2.2 The spirituality of man
If man is an animal among all the others, he is also an animal different from all the others. The episode of Eve’s creation expressly underlines this: through the task he was given of naming the other animals, Adam had to experience their knowledge, only to find that none of them resembled him:
The Lord God had formed out of the earth every beast of the field and every bird of the air, and he brought them to the man to see what he would call them, so that every living thing would bear the name that the man would give it. And the man gave names to all the cattle, and to the birds of the air, and to every beast of the field; but for the man he found no helper like himself.
Genesis, Chapter 2, verses 19-20
(Note: we translate “had formed” rather than “formed” the first verb – in wayyiqtol – of verse 20).

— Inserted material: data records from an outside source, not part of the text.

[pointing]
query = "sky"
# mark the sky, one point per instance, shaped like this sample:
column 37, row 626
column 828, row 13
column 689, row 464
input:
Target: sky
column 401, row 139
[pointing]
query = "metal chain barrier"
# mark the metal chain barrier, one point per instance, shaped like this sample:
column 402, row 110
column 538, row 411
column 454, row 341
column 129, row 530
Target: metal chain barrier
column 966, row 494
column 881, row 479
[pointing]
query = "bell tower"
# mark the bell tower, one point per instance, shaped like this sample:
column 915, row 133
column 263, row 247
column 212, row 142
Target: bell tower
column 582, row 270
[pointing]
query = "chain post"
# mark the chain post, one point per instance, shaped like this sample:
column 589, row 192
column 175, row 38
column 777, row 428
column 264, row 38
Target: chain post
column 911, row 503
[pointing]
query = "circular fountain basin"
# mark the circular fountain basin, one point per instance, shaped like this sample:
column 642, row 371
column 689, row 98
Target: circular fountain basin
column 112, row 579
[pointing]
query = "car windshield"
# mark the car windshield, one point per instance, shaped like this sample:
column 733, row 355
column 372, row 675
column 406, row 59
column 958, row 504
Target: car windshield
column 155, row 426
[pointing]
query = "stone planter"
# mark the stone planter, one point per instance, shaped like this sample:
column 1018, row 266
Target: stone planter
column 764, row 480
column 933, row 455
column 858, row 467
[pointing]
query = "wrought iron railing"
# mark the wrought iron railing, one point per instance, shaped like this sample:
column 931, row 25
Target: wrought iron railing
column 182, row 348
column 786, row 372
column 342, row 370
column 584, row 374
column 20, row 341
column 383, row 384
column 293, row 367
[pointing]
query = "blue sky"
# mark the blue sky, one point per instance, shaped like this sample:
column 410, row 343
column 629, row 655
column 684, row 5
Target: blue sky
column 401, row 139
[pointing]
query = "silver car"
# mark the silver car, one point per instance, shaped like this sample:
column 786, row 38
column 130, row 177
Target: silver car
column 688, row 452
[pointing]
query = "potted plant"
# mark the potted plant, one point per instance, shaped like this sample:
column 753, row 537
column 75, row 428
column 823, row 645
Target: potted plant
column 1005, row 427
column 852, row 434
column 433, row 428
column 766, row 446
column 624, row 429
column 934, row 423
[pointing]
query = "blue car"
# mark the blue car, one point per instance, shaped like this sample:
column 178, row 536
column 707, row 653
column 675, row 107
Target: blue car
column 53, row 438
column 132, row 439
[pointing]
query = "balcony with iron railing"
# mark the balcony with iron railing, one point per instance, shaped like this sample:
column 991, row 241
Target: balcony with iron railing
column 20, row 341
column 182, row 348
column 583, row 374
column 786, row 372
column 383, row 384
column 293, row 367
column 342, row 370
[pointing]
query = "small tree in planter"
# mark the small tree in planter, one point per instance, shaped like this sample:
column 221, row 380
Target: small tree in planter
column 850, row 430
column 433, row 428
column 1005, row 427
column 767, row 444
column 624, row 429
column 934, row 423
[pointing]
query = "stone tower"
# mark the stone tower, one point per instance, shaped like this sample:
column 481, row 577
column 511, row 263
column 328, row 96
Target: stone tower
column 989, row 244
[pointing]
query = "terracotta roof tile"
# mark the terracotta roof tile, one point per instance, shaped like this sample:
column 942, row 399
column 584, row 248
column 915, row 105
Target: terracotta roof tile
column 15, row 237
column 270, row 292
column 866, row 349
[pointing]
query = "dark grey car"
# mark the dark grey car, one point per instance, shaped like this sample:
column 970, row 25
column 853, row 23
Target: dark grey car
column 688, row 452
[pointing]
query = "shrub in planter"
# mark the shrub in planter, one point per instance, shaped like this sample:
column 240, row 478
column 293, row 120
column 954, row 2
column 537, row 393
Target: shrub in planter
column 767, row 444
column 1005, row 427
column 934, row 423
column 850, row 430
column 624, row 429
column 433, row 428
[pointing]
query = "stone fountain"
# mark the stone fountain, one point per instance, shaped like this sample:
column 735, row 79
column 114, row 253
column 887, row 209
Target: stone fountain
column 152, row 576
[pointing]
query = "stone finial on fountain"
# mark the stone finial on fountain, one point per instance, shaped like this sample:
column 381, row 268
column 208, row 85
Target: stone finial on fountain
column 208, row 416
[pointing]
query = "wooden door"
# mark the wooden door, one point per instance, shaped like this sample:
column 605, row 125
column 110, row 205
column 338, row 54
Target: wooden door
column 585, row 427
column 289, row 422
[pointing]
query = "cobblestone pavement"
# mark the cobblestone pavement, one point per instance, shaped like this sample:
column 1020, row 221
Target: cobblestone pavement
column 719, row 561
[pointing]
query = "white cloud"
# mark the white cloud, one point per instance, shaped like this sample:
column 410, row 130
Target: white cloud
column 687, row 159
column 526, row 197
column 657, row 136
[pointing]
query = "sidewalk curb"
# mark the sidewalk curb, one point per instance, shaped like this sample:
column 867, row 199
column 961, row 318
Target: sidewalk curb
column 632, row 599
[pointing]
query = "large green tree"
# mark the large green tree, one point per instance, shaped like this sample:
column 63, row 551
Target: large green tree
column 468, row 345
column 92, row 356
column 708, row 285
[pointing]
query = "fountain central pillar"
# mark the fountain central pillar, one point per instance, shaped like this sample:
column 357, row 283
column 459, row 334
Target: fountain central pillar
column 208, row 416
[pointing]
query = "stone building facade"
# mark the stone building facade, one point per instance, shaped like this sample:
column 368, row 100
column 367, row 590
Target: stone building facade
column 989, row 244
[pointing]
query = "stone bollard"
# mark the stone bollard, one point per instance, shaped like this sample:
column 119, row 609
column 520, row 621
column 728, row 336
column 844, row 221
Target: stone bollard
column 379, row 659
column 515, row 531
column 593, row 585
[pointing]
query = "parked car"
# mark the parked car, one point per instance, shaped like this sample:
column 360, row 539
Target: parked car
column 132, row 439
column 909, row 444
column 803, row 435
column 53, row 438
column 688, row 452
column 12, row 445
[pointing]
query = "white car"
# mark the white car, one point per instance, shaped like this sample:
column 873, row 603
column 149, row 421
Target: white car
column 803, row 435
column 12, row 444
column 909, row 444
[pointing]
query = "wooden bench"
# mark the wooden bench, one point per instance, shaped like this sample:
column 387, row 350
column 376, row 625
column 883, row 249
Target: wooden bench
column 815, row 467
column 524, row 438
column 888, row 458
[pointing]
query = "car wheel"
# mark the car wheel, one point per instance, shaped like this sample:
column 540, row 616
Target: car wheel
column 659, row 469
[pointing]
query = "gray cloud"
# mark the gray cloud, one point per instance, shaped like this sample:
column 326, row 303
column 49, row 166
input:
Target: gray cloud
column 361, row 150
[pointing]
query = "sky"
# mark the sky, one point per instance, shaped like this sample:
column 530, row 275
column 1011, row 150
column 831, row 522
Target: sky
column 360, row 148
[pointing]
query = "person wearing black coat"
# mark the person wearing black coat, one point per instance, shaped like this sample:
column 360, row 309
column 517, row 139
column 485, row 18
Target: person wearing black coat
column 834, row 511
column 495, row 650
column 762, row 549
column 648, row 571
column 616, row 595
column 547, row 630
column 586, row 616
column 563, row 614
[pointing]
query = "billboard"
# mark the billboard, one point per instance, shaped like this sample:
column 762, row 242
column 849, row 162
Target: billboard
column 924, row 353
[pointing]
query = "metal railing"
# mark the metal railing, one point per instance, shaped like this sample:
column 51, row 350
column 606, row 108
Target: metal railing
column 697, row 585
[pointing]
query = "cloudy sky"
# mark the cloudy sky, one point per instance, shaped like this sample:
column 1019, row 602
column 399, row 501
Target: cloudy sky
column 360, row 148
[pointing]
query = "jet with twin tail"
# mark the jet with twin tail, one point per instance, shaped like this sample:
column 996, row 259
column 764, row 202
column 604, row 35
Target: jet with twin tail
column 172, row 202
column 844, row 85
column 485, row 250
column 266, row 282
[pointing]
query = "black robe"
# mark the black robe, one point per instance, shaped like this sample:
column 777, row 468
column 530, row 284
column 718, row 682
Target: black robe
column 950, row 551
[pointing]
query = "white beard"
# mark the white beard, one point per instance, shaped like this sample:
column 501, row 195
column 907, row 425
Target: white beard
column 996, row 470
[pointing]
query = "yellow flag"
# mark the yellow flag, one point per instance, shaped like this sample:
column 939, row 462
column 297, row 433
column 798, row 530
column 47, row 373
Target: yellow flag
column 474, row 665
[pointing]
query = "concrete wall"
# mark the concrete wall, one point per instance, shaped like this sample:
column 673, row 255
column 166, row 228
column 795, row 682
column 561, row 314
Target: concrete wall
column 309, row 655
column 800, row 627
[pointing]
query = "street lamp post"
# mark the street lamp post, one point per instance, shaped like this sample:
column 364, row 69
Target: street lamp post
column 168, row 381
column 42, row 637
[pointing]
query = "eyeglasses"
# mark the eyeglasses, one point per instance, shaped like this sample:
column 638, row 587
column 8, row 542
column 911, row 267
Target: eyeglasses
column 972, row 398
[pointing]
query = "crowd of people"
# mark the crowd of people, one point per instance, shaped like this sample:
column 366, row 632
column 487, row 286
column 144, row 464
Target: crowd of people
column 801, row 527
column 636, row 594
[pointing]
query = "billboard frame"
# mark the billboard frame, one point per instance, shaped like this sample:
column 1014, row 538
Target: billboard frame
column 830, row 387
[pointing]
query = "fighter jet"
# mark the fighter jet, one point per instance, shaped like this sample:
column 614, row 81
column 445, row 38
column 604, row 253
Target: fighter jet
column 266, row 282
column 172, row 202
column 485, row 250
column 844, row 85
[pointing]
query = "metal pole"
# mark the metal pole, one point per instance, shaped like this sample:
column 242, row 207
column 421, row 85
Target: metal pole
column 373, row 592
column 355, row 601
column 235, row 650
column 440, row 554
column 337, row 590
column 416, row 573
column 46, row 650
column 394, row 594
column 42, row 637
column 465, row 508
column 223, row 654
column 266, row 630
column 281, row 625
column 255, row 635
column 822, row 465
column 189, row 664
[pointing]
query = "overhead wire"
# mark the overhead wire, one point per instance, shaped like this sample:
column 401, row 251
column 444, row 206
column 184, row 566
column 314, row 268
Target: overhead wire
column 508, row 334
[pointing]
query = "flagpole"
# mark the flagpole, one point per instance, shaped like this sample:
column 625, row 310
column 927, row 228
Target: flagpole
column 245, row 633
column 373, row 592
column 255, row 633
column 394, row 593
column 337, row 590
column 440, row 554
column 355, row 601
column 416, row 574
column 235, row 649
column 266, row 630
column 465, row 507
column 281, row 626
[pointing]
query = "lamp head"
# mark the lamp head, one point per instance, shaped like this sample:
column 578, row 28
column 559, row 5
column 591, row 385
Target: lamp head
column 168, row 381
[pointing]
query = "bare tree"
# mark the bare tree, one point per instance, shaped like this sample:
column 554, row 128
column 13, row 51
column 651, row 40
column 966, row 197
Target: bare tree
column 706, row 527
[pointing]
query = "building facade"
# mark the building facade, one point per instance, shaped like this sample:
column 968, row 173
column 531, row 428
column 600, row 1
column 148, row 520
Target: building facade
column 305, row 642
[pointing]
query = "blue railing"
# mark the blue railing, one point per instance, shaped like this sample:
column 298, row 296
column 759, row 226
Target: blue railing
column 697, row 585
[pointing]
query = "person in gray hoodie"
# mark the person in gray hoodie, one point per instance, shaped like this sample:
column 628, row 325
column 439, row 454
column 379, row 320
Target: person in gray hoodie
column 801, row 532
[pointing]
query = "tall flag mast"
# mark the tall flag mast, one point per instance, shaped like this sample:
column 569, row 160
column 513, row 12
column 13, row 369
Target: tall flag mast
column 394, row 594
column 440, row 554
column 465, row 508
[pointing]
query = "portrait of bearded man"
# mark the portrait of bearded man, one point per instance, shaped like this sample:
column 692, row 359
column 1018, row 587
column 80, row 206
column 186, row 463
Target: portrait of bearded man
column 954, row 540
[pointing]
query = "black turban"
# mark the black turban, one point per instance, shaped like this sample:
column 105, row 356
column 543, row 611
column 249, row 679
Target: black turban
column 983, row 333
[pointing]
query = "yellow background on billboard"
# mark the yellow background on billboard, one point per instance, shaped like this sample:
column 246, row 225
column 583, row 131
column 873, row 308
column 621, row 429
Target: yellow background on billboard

By assigning a name to the animals – a prerogative which here is a matter of authority, since God himself gave a name to the elements of creation in the “first account” (Genesis 1) – Adam set himself apart from them, already establishing the dominion spoken of in Genesis 1:26-27. This intellectual task implied the use of reason and speech, which distinguish man from the rest of the animal kingdom, and which serve the additional dimension he has been granted: man is a spiritual animal. Having developed an awareness of his own earthly identity, Adam was thus able to identify which other creature truly corresponded to him (Genesis 2, 21-23, op. cit.).
Man’s spirituality means that in the image that God projected when he created him, he introduced an aspect of his existence that transcends the finitude of animal life, inscribed in the manifestation of instincts limited to the present or immediate place and time. For while man, like other animals, is endowed with powerful instincts at the service of his earthly life, through his spirit, i.e. his rationality and consciousness, his thought and language, he can extricate himself from the limits of space and time. And like God, who is infinite, man in his spirituality participates in infinity, just as he participates in finitude.